I'm going through a bit of Xmas let down as well, took me forever to decorate the house and buy the gifts, just didn't have my heart into it this year, also in a PA situation with my husband, found out in Nov. Still so raw, but we have decided to get through the holidays. New year, new life, trying to hang in there, but it's a challenge, it helps having my kids home for the holidays.......HappyHer is right if you have decided to stay with your husband you have to commit 100% or he will feel it and you won't be happy....just live for each day and don't think about the past, make the future the best you can for the both of you.....It's an opportunity to be the best couple you can be.


----------



## mommy2 (Oct 27, 2009)

Sorry you are still hurting. But I agree with Happy, you need to start the healing for you. As hard as it is, begin focusing on your husband and your marriage. 

You say your H is better - so he is trying to repair the damage of his EA with you and working on your marriage, yes? If so, that's great. However, your also responsible for moving forward and helping with the healing. It sucks, I know. I found out 10/19/09 of my hubby's PA. So trust me, I understand. But you've got to find it in yourself to move on and decide to be happy. 

I made the decision I could wallow in self pity, anger, despair or I could just move past. Which is what I am doing. This holiday season I am focusing on what's great in my life. In the back of my mind is always the knowledge of what my H did to me and our family & it hurts like hell. But in the forefront is my H who is in love with me and showing me everyday that he is.
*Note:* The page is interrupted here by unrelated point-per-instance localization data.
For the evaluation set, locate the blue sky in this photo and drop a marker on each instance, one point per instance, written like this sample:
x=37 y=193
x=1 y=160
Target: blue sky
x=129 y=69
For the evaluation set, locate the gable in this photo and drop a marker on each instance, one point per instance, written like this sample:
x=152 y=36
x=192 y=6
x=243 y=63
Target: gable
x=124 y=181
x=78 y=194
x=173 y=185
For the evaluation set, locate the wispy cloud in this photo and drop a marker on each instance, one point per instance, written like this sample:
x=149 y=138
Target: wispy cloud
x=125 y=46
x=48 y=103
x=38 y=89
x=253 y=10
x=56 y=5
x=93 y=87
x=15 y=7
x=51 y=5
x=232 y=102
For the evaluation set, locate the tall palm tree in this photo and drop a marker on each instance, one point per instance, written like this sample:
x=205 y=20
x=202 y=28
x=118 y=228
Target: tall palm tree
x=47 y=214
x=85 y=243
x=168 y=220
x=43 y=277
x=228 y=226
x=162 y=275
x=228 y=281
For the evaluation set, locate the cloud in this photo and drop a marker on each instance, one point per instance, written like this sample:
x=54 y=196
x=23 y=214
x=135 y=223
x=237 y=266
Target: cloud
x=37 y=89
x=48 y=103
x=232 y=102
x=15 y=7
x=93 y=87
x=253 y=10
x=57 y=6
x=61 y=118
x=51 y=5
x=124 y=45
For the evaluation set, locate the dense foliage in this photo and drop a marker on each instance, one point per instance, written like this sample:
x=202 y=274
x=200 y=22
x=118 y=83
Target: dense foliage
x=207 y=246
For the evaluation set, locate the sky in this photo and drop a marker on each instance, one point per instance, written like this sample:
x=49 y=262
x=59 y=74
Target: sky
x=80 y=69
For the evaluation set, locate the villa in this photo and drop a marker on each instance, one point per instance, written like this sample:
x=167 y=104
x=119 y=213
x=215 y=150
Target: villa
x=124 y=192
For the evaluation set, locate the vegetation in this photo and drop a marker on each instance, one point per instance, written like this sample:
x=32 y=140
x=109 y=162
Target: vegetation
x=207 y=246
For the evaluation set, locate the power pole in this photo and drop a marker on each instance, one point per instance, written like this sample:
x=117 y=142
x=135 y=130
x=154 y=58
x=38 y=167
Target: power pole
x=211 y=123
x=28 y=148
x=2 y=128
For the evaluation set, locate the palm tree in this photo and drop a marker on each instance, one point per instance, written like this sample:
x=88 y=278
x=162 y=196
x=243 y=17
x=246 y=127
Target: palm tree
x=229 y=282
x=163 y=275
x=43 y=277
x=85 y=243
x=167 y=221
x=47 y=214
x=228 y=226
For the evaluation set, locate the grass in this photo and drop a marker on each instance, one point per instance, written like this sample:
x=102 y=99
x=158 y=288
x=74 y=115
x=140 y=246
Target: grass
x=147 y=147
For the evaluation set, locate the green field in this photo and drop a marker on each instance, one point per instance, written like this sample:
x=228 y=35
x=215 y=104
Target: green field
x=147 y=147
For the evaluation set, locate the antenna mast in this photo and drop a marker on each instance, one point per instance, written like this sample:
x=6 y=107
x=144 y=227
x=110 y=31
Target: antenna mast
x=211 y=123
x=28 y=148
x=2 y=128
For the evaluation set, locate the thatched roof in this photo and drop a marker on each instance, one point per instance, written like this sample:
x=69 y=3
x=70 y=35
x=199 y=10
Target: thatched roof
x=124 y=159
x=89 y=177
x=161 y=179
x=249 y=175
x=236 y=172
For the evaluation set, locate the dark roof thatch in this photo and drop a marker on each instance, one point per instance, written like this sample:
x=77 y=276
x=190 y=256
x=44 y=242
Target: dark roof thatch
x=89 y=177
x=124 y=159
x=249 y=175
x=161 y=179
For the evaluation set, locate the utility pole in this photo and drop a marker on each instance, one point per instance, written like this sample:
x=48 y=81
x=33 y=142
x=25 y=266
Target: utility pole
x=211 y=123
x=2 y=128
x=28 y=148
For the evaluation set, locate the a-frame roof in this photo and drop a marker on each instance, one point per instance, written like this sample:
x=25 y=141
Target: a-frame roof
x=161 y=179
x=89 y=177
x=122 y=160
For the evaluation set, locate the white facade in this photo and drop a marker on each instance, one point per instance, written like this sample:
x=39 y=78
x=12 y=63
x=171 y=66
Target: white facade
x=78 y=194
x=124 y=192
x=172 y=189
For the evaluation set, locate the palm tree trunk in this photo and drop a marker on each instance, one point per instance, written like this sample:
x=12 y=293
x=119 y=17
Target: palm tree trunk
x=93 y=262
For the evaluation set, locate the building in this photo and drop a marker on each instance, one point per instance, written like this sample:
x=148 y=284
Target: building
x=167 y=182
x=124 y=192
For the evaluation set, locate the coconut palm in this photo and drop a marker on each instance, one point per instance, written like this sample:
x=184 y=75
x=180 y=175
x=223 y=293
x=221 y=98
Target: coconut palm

He is here with ME...YOUR H IS THERE WITH YOU! Focus on that.

Reconnect with your hubby and make new, wonderful Holiday memories. Let your love for one another be the greatest gift of all!


----------



## christmaslady (Dec 21, 2009)

I am not in the Christmas mood at all this year. I found about my bf OW in June and have not been able to let it go to rebuild. He claims he wants to, but I am not convinced that things are over with them. It has consumed me and made me not like the person I have become with him. I don't know how to tell you to work through it and/or get over it...I would love to hear other peoples input/suggestions on that.
However if you feel that he has not been in contact with her and he is truly trying to work it out, then you need to be committed to do the same. You need to understand that he made a mistake (as we all do at some point), but he is trying to do what he feels should make it better-to work it out. You may need to identify what you need him to do to work it out (i have found that these two things are often quite different)...if he needs to do something that he is not currently doing, in order to regain your trust and compassion, then you need to express that to him. do not build a wall of uncommunicated expectations....

Good luck.


----------



## sunflower (Dec 15, 2008)

I am sooo sorry. I was the same way last year and I didnt get my Husband ANYTHING. so I understand what you feel. You will get better over time. I have atleast to a point.


----------



## lorithehun (Sep 22, 2009)

mommy2 said:


> I made the decision I could wallow in self pity, anger, despair or I could just move past. Which is what I am doing. This holiday season I am focusing on what's great in my life. In the back of my mind is always the knowledge of what my H did to me and our family & it hurts like hell. But in the forefront is my H who is in love with me and showing me everyday that he is. He is here with ME...YOUR H IS THERE WITH YOU! Focus on that.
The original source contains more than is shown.